Cuiva - Kinship



A Cuiva is born into a social world that is rigorously ordered: within the immediate community of the band, everyone is a relative who shares a specific kinship link with oneself. The classification even covers the entire social universe, as it extends to every known member of other bands; in fact, only non-Indians, who in any case are not part of humanity, are outside this classification system. The system is Dravidian in many of its main characteristics, and the terms are classificatory in the widest sense. The entire society is ordered into only twelve categories of kin (or even six categories, each subdivided by sex) and over only three successive generations, because the system also equates alternate generations, thus providing siblings and cousins with Ego's own generation but also within Ego's grandparents' and grandchildren's generations. As kinship defines and imposes rules of appropriate behavior, it identifies which goods to give or exchange, who gets respect, with whom to joke, and so on. Perhaps most important, there is within each generation a clear distinction between the cross cousins one can and must marry and the categories of siblings and parallel cousins with whom marriage is forbidden. In short, the system of kinship organizes the social world as a complete network of kin relations that ensures the maintenance and reproduction of society. But the system does not really extend beyond this network: the Cuiva never trace lines of descent, do not form social groups based on common descent, and generally demonstrate a remarkable lack of genealogical memory.

Every adult in society has a spouse, with only the rare exceptions of the recently divorced and elderly widowed. Men marry for the first time around the age of 26, whereas women should marry just before puberty. Residence after marriage follows the rule of uxorilocality; it is the young man who leaves the shelter of his parents to go and live with his new wife and her parents. The couple, "those who sleep in the same hammock," represent the minimal group in society. The next-larger unit is called "those who sleep under the same shelter" and is normally composed of a couple, their daughters with their husbands, and all unmarried children. These are the people who always live together, producing and sharing food as a unit, and who often literally share the same palm roof, use the same fire, and cook and eat together.

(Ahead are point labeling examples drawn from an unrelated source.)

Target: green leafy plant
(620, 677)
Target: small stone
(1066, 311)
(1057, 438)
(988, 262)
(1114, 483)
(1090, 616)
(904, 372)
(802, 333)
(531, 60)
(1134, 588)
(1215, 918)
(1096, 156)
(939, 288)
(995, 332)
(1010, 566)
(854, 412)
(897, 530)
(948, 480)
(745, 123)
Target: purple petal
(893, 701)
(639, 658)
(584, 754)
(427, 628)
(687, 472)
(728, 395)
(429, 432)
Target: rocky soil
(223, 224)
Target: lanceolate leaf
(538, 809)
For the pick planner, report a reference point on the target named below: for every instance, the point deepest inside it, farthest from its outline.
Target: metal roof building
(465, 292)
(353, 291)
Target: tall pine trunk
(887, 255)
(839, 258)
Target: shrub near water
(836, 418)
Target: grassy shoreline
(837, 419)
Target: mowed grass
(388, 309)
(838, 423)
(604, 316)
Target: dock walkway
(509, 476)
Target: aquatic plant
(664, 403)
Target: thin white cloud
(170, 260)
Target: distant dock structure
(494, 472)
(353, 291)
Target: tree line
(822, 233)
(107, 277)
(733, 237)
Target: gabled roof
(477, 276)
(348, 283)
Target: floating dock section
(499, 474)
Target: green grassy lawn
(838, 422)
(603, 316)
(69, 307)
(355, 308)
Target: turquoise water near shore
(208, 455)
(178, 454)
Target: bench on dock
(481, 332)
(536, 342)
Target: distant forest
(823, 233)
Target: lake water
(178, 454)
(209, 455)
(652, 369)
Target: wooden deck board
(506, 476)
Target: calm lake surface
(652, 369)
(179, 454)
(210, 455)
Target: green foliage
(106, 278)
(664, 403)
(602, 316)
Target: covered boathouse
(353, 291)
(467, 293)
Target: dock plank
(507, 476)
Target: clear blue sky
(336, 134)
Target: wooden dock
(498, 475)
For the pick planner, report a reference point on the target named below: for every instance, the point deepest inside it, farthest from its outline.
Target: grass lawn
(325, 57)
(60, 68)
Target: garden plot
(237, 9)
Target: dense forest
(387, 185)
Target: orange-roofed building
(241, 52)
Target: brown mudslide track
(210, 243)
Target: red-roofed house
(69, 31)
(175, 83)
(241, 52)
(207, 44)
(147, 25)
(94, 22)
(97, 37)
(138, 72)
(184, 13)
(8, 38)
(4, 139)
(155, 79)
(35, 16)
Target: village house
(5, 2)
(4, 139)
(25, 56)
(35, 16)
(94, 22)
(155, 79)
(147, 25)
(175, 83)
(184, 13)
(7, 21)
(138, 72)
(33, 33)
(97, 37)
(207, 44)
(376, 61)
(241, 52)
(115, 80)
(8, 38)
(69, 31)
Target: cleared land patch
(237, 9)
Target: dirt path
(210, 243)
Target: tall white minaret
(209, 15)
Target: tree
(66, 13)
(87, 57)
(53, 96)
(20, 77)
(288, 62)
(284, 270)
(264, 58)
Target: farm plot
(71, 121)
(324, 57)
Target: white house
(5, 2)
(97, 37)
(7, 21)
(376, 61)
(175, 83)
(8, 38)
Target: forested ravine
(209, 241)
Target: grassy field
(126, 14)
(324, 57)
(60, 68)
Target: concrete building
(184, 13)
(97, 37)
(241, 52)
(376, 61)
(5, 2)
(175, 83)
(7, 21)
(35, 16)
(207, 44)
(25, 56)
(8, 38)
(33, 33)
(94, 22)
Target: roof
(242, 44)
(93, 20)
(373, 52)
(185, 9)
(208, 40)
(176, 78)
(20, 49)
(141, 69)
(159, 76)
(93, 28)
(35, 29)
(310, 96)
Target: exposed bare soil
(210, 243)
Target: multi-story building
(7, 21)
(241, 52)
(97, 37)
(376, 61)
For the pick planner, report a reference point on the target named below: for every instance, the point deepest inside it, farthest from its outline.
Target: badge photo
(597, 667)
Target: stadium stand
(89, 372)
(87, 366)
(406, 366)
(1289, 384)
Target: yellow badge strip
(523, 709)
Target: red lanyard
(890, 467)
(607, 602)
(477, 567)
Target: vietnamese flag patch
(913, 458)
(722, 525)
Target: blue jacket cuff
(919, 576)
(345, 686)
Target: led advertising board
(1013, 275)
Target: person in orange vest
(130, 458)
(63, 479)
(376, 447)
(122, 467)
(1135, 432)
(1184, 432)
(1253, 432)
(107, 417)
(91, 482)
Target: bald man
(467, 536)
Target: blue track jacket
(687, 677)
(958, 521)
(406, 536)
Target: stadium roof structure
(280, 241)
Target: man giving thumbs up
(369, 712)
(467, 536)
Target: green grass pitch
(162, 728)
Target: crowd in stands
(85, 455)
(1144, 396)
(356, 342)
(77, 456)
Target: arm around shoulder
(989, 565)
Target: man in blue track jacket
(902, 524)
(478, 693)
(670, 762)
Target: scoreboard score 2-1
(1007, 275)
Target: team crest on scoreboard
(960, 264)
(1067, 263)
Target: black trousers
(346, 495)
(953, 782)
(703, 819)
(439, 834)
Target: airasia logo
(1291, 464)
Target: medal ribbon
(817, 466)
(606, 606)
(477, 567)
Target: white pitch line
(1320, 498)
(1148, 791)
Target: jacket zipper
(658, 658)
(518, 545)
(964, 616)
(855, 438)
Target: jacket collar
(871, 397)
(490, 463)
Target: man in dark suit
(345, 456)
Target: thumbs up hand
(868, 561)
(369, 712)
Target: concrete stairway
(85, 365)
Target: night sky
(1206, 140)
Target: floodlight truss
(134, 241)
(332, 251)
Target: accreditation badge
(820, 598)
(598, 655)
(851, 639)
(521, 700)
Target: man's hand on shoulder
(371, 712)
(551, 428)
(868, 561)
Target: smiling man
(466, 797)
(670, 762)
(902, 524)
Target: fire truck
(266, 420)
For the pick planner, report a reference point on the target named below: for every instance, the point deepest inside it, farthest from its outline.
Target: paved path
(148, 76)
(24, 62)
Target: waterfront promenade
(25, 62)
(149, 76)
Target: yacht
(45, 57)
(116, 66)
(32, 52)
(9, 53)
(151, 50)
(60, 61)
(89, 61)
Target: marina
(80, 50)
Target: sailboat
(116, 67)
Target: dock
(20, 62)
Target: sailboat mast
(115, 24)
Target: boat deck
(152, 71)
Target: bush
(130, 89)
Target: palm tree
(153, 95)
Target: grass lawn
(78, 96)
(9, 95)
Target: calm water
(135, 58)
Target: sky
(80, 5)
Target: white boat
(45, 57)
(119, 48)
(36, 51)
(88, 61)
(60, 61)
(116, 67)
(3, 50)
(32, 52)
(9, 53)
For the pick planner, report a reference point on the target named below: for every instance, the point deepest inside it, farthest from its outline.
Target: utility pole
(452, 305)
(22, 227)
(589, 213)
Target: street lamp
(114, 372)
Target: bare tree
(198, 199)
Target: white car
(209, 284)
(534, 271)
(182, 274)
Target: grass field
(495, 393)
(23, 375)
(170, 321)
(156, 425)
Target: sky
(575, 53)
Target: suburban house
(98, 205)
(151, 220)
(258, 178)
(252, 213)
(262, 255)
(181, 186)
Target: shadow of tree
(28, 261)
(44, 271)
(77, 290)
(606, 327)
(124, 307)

These groups are only rarely isolated from the rest of the society, however, and are normally joined to a larger unit (which can be called "local group" but for which the Cuiva themselves have no special name) that includes from ten to forty individuals and is formed by the lasting association of a few shelters. There is no jurally precise mode of affiliation, but shelters joining to form a local group usually include some very close relatives—typically, brothers and sisters who have been separated by the rule of uxorilocal residence. The joining together of all local groups forms the band, or the union of what the Cuiva call "one people" or "our people." The rights of membership in the band are not well defined, and although they are at times expressed by the rather vague idea of a common origin, membership is in fact dependent on integration at the level of the smaller units (being married and part of a residential group) and on the general consensus within the band, which seems to be contingent mostly on the length of time a person has spent with the group.